Bug 595862

Summary: [Broadcom 5.6 bug] cnic: Panic in cnic_iscsi_nl_msg_recv()
Product: Red Hat Enterprise Linux 5 Reporter: Michael Chan <mchan>
Component: kernelAssignee: Stanislaw Gruszka <sgruszka>
Status: CLOSED ERRATA QA Contact: Red Hat Kernel QE team <kernel-qe>
Severity: urgent Docs Contact:
Priority: urgent    
Version: 5.6CC: aaswath, agospoda, andriusb, apevec, benlu, coughlan, cward, dhoward, dyasny, edwardn, enarvaez, gideonn, jbroman, jpirko, mchristi, niran, vbian
Target Milestone: rcKeywords: OtherQA, ZStream
Target Release: 5.6   
Hardware: All   
OS: Linux   
Whiteboard:
Fixed In Version: Doc Type: Bug Fix
Doc Text:
Story Points: ---
Clone Of: 578005 Environment:
Last Closed: 2011-01-13 21:34:01 UTC Type: ---
Regression: --- Mount Type: ---
Documentation: --- CRM:
Verified Versions: Category: ---
oVirt Team: --- RHEL 7.3 requirements from Atomic Host:
Cloudforms Team: --- Target Upstream Version:
Embargoed:
Bug Depends On: 568606, 578005    
Bug Blocks: 615260    

Description Michael Chan 2010-05-25 19:29:33 UTC
This happens occasionally during heavy iscsi login/logout test.
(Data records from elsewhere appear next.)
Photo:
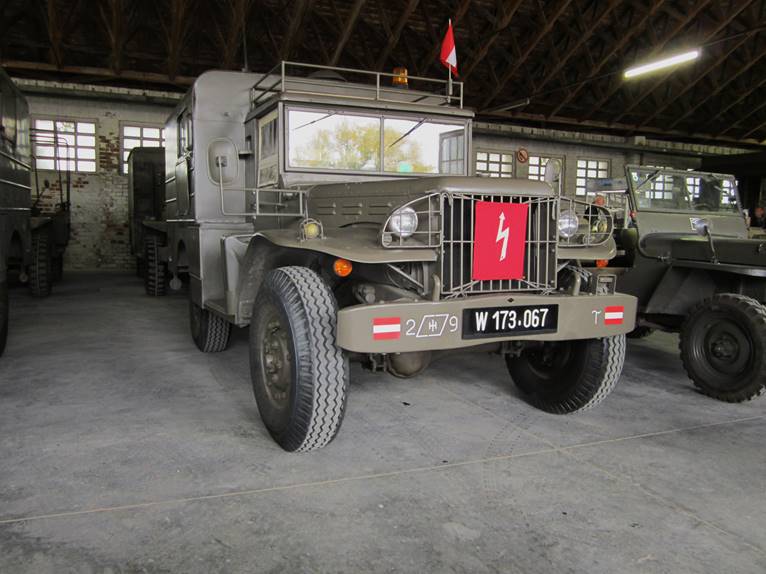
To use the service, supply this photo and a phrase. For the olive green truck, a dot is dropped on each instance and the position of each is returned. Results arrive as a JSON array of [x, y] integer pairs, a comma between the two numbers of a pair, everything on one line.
[[338, 216]]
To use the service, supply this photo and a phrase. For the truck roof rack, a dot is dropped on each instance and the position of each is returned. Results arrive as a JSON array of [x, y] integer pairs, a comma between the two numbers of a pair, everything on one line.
[[303, 79]]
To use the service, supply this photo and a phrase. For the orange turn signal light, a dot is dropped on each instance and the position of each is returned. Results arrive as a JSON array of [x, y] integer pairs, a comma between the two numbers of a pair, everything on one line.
[[342, 267]]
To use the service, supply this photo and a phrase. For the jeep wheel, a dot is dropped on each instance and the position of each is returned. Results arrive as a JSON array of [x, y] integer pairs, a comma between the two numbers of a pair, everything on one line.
[[568, 376], [209, 331], [41, 270], [300, 376], [154, 278], [640, 333], [3, 315], [723, 347]]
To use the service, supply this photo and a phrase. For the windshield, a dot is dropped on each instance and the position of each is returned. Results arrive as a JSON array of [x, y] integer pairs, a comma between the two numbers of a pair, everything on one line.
[[673, 190], [335, 140]]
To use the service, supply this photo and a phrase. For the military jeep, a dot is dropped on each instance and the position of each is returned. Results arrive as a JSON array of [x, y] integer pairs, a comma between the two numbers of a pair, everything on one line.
[[336, 214], [684, 252]]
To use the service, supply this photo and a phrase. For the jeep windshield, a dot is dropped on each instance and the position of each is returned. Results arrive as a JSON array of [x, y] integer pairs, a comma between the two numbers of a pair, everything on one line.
[[374, 143], [659, 189]]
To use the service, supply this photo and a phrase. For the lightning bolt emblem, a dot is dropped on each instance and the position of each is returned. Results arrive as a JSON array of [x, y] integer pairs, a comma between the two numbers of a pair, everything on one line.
[[502, 234]]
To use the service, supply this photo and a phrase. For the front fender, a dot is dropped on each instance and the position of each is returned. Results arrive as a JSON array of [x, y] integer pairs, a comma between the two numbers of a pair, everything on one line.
[[607, 250], [355, 244]]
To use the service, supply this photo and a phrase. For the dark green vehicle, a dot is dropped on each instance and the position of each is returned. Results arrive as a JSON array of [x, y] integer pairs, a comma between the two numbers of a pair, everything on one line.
[[684, 252], [339, 218]]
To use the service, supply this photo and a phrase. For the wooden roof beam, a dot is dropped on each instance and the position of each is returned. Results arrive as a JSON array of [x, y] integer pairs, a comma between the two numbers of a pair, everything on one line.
[[508, 12], [731, 15], [688, 86], [672, 34], [548, 24], [749, 64], [616, 48], [348, 29], [393, 40]]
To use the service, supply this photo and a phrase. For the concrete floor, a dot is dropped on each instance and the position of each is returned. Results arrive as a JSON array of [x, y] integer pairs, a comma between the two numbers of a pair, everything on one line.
[[124, 449]]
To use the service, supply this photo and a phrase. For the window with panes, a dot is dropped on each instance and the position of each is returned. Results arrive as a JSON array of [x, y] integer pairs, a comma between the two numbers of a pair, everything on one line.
[[537, 165], [65, 145], [587, 170], [494, 164], [139, 136]]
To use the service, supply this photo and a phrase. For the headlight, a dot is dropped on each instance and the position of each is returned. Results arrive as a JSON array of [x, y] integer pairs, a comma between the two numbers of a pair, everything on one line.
[[568, 224], [404, 222]]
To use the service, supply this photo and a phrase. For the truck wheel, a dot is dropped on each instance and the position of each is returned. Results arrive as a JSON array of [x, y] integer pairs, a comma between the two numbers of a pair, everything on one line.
[[154, 279], [3, 315], [41, 270], [209, 331], [723, 347], [300, 376], [568, 376], [640, 333]]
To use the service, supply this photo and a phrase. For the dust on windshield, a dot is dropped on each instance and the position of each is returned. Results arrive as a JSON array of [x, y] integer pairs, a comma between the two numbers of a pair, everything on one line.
[[673, 190], [352, 142]]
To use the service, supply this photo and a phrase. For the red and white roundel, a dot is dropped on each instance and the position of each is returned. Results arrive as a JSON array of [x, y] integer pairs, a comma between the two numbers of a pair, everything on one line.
[[614, 315], [385, 328]]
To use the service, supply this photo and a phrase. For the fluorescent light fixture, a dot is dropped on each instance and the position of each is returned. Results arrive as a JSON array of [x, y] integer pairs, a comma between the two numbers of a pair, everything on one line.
[[661, 64]]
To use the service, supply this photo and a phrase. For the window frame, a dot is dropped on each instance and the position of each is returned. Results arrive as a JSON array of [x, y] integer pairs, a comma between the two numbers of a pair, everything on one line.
[[501, 173], [381, 115], [141, 138], [34, 130], [598, 160]]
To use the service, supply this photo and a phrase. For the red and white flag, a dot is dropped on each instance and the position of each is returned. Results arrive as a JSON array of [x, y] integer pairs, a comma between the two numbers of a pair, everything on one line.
[[614, 315], [384, 328], [448, 55]]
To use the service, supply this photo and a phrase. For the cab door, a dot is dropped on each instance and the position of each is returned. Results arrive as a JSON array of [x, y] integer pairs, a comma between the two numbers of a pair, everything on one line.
[[184, 165]]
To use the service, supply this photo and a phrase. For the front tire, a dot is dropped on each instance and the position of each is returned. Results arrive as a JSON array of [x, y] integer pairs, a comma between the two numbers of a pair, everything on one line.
[[723, 347], [300, 376], [210, 332], [41, 270], [568, 376], [3, 315]]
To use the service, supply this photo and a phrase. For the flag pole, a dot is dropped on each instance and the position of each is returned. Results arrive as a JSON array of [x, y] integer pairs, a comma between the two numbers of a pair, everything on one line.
[[449, 75]]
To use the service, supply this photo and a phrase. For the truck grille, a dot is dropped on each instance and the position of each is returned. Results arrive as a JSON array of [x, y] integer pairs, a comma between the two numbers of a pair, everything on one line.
[[458, 237]]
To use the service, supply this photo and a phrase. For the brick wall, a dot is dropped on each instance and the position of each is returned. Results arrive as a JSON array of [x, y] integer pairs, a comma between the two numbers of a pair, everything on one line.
[[99, 237]]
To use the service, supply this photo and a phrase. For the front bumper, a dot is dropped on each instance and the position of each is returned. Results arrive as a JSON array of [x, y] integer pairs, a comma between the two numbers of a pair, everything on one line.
[[580, 317]]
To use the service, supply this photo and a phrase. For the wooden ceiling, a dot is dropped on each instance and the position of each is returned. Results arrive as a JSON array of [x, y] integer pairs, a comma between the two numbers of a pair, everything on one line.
[[558, 62]]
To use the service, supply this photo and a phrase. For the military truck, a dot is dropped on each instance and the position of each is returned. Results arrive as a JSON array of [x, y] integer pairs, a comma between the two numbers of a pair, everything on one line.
[[22, 247], [334, 212], [146, 197], [684, 252]]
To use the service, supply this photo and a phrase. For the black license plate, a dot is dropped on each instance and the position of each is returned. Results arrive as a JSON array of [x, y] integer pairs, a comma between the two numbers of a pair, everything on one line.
[[500, 321]]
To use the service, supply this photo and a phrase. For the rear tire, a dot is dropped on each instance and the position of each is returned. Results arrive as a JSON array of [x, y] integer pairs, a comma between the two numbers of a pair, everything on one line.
[[41, 270], [568, 376], [3, 315], [210, 332], [300, 376], [156, 270], [723, 347]]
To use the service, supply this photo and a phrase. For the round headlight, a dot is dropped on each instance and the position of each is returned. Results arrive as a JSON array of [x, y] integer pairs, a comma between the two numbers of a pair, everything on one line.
[[404, 222], [568, 224]]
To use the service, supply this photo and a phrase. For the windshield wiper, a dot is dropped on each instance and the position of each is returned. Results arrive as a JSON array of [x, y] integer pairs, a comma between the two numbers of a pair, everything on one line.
[[416, 126], [324, 117]]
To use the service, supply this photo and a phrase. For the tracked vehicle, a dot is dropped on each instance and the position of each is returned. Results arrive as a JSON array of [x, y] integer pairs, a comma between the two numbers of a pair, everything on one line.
[[337, 216]]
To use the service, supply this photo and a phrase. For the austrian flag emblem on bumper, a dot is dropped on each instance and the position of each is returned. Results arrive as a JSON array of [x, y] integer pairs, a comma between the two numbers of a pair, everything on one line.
[[384, 328], [614, 315]]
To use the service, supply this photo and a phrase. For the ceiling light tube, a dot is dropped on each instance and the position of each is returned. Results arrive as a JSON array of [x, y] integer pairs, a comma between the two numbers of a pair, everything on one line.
[[661, 64]]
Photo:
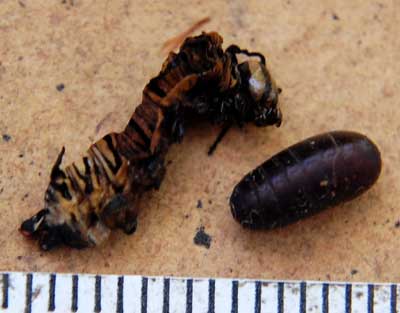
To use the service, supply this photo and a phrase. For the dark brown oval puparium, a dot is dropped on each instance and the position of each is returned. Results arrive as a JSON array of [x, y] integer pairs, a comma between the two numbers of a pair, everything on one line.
[[306, 178]]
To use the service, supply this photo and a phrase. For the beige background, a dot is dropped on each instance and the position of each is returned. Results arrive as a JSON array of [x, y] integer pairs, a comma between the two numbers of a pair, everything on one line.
[[339, 69]]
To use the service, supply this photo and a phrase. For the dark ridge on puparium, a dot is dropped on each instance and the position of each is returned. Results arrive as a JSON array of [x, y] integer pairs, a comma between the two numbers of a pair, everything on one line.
[[202, 238]]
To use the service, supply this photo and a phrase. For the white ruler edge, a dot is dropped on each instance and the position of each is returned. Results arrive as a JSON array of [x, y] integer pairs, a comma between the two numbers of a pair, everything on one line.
[[56, 292]]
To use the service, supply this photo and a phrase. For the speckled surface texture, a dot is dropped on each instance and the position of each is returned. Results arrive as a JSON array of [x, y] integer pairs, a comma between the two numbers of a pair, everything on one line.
[[337, 63]]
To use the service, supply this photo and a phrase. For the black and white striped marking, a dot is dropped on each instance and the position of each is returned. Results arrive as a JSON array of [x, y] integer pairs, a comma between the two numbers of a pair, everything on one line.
[[40, 292]]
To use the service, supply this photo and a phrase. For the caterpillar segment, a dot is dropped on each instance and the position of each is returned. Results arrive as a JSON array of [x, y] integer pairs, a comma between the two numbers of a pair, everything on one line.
[[87, 199]]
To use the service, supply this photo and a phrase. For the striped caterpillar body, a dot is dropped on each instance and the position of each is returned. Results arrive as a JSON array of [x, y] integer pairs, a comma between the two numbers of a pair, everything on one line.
[[88, 199]]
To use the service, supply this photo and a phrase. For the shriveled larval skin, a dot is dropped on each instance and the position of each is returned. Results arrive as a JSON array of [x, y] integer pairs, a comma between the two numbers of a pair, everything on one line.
[[306, 178]]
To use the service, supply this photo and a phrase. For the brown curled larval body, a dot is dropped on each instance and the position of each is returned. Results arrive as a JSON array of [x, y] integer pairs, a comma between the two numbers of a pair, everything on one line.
[[87, 199]]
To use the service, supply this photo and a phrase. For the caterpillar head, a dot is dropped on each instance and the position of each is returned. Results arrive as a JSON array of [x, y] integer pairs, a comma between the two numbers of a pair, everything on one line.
[[262, 94], [50, 225]]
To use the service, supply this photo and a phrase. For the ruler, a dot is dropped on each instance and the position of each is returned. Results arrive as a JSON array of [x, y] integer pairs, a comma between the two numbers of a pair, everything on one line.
[[49, 292]]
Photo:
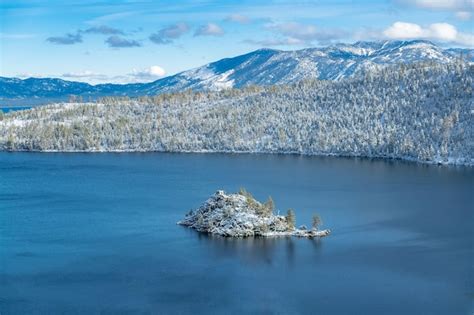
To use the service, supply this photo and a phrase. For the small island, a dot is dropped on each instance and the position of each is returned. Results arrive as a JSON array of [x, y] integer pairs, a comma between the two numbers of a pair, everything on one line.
[[240, 215]]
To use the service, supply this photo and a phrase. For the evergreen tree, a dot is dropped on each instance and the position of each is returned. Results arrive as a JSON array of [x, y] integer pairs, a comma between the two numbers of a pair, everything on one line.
[[290, 220]]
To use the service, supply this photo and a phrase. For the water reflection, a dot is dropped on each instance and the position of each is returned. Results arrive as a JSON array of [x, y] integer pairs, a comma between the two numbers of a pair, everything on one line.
[[255, 250]]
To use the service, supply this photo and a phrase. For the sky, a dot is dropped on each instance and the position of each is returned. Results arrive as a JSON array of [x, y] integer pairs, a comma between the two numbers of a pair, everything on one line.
[[123, 41]]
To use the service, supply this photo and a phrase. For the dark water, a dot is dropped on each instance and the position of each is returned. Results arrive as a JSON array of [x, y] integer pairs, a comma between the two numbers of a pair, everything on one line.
[[96, 233]]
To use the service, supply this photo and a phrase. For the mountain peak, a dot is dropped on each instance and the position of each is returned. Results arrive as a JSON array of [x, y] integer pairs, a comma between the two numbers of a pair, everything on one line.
[[263, 66]]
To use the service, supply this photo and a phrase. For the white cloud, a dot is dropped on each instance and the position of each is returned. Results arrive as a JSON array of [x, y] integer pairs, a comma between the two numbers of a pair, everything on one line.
[[238, 18], [289, 41], [464, 15], [135, 76], [462, 8], [210, 29], [168, 34], [298, 33], [85, 75], [436, 31], [151, 73]]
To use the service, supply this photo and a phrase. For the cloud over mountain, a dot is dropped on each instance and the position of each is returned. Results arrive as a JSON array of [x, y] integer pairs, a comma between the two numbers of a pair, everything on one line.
[[169, 33], [67, 39]]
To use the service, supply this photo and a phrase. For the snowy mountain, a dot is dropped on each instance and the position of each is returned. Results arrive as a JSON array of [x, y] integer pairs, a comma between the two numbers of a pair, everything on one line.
[[260, 67], [420, 112]]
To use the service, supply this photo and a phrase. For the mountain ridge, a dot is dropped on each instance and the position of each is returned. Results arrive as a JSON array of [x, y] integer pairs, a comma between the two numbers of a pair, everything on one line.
[[263, 66]]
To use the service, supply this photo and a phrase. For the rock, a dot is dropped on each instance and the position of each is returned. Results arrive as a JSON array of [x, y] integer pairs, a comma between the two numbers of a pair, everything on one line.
[[240, 215]]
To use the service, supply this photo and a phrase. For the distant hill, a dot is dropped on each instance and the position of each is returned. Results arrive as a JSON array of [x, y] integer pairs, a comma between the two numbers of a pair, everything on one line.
[[260, 67]]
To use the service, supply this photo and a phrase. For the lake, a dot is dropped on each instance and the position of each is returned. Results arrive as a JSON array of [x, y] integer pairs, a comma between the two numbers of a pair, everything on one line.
[[96, 233]]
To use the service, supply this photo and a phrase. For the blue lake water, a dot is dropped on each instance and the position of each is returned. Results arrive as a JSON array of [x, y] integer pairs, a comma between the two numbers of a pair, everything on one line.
[[96, 234]]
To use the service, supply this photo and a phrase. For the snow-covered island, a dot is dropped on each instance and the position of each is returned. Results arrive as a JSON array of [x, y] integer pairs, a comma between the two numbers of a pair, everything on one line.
[[240, 215]]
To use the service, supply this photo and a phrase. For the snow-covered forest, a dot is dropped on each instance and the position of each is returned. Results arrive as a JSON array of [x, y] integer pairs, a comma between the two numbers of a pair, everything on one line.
[[422, 112]]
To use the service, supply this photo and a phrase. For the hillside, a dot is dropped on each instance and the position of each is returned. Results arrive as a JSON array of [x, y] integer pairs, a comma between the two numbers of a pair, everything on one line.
[[260, 67], [422, 112]]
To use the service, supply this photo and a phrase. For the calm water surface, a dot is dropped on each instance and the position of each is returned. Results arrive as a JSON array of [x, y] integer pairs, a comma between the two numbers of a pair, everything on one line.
[[96, 234]]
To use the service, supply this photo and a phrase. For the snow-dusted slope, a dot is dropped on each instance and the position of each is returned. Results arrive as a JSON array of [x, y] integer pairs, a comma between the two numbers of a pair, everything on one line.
[[421, 112], [261, 67], [268, 66]]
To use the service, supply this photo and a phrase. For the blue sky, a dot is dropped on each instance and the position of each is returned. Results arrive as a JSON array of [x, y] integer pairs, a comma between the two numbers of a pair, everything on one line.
[[141, 40]]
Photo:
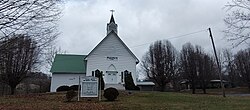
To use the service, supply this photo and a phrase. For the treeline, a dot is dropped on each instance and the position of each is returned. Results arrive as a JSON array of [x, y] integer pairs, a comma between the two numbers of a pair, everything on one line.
[[164, 65]]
Sometimes we receive a netlink message for a device that has been closed.  This upstream patch fixes the problem:

http://git.kernel.org/?p=linux/kernel/git/torvalds/linux-2.6.git;a=commit;h=d02a5e6c2fba8b114c44cf05085fca07180f37f1

Requesting 5.5.z inclusion.

Comment 1 Stanislaw Gruszka 2010-06-02 14:39:56 UTC
Brew build:
https://brewweb.devel.redhat.com/taskinfo?taskID=2484169
Publicly available packages:
http://people.redhat.com/sgruszka/rhel5/bz596862/

Comment 2 RHEL Program Management 2010-06-02 14:52:00 UTC
This request was evaluated by Red Hat Product Management for inclusion in a Red
Hat Enterprise Linux maintenance release.  Product Management has requested
further review of this request by Red Hat Engineering, for potential
inclusion in a Red Hat Enterprise Linux Update release for currently deployed
products.  This request is not yet committed for inclusion in an Update
release.

Comment 3 Jan Tluka 2010-06-08 13:07:56 UTC
Could you provide a panic message you are hitting?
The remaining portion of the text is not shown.